Secondo l’approccio evoluzionista, gli agenti hanno una informazione imperfetta e incompleta e
una razionalità limitata, essendo quest’ultima caratterizzata dal fatto che essi hanno capacità
limitate di raccolta e trattamento dell’informazione. Di conseguenza, gli agenti interagiscono in
modo sequenziale e il lavoro del tempo viene progressivamente a compensare le loro debolezze
computazionali. A governare i comportamenti e le relazioni tra gli agenti intervengono cinque
principi. Il principio di interazione precisa il calendario degli incontri e la vicinanza di interazioni di
ciascun agente. Il principio di informazione definisce le informazioni fattuali e struttuarali di cui
dispongono gli attori. Il principio di valutazione descrive il modo in cui l’agente aggrega le proprie
informazioni tanto sulle azioni altrui passate quanto sui risultati ottenuti con le proprie azioni. Il
principio di decisione esplicita la scelta di una azione in funzione delle informazioni
precedentemente aggregate. Il principio di soddisfazione infine indica quali sono gli effetti
congiunti delle azioni intraprese quali essi sono appresi dal modellizatore. Questi cinque principi
possono combinarsi. Nell’”apprendimento epistemico”, gli attori hanno una rappresentazione del
loro contesto che controllano nel corso del tempo, deducendone una anticipazione sul suo stato
futuro e scegliendo la risposta migliore. Nell’”apprendimento comportamentale”, gli attori
osservano solo i risultati passati delle loro azioni, costruiscono un indice di performance associato a
ciascuna azione, poi rafforzano le azioni più performanti e inibiscono le altre. Nel “processo
evoluzionario”, gli attori hanno una funzione di comportamento fissa, si incontrano in modo
aleatorio e si riproducono in funzione dell’utilità ottenuta. Se si applica la prospettiva evoluzionista
alle istituzioni, ci si approssima alla nozione di istituzione proposta da Elster (1989).

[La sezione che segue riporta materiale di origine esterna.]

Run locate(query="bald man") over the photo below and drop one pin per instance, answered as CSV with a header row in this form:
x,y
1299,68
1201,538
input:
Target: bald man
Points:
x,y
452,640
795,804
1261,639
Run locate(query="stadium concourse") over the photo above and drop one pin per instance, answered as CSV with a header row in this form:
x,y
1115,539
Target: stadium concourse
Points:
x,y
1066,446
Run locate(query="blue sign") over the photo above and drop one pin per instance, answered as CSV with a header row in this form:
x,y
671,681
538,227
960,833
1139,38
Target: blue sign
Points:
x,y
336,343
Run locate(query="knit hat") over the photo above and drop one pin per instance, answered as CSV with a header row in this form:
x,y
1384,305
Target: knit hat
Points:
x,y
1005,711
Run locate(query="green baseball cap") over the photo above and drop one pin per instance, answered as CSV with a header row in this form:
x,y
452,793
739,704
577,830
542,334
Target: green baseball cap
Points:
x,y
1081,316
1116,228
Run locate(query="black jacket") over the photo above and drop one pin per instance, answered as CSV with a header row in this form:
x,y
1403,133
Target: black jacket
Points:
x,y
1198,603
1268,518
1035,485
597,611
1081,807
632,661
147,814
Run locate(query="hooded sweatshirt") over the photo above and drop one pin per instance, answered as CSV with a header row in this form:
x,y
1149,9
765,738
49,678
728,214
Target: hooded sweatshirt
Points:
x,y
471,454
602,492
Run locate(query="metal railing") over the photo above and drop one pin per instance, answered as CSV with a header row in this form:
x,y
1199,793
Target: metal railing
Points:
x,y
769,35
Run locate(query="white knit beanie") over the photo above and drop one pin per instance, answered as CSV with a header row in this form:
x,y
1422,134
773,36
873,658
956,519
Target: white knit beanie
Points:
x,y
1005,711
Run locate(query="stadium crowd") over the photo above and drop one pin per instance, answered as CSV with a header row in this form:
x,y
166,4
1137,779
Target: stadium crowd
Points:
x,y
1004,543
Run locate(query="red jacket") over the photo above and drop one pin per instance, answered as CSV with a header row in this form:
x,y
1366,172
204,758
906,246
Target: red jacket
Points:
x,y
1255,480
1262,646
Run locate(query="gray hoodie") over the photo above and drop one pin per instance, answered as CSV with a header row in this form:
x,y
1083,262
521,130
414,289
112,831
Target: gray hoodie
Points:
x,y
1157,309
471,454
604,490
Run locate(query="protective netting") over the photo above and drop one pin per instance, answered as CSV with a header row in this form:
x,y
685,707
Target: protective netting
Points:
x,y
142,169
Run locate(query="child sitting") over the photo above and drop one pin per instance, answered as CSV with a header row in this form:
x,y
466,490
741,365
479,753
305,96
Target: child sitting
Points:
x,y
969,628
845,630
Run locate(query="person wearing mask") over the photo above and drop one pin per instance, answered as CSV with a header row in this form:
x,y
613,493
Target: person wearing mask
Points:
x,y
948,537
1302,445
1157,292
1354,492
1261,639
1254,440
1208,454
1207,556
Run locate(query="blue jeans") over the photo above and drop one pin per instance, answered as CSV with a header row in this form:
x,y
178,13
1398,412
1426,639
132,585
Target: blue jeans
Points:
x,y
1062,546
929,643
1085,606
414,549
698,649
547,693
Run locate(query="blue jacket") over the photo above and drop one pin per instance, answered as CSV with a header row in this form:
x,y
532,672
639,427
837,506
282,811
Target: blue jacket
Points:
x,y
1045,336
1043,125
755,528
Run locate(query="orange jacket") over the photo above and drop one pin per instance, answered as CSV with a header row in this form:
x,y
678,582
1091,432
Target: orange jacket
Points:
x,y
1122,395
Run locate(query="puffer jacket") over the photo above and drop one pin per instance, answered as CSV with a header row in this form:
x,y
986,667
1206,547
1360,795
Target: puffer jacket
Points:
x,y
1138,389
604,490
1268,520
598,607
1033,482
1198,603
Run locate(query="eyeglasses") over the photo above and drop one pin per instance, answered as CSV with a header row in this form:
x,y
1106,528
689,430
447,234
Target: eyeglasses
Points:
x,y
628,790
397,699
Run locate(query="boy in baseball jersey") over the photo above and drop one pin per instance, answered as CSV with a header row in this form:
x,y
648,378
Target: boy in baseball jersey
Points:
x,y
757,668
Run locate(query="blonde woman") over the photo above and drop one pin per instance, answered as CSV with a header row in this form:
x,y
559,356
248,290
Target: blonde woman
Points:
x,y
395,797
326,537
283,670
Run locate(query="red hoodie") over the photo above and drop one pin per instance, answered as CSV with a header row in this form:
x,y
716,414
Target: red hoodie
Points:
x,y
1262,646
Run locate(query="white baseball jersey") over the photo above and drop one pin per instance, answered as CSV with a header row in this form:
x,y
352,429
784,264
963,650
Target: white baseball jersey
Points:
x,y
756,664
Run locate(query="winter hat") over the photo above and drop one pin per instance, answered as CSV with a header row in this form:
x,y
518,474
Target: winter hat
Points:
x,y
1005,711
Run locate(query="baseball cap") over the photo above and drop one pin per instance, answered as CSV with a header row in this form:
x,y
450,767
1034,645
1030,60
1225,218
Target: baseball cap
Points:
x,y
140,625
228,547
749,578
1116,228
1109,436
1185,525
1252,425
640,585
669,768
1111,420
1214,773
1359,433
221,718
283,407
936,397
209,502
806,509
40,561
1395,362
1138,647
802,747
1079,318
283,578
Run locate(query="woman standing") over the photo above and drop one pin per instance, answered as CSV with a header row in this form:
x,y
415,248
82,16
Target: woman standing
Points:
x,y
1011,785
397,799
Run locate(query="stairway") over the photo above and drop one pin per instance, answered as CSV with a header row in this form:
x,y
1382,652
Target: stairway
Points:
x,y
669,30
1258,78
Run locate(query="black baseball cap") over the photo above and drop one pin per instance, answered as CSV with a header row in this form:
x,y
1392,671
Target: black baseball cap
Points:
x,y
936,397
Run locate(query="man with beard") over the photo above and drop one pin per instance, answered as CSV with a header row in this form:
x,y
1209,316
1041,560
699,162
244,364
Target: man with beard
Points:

Una entità X
caratterizzata sai suoi effetti Y su un sistema sociale è una istituzione quando siano soddisfatte
quatto condizioni. La relazione tra l’entità X e i suoi effetti Y è sconosciuta dagli agenti. Gli effetti
Y non sono considerati dalle azioni che producono X. Gli effetti Y sono vantaggiosi per gli agenti.
Gli effetti Y perpetuano l’istituzione X attraverso una retroazione causale che passa per i
comportamenti degli agenti. In pratica, questa definizione mette bene l’accento sul fatto che una
istituzione è una conseguenza non voluta (e dunque non prevista) delle azioni degli agenti e che
questa conseguenza è individualmente benefica.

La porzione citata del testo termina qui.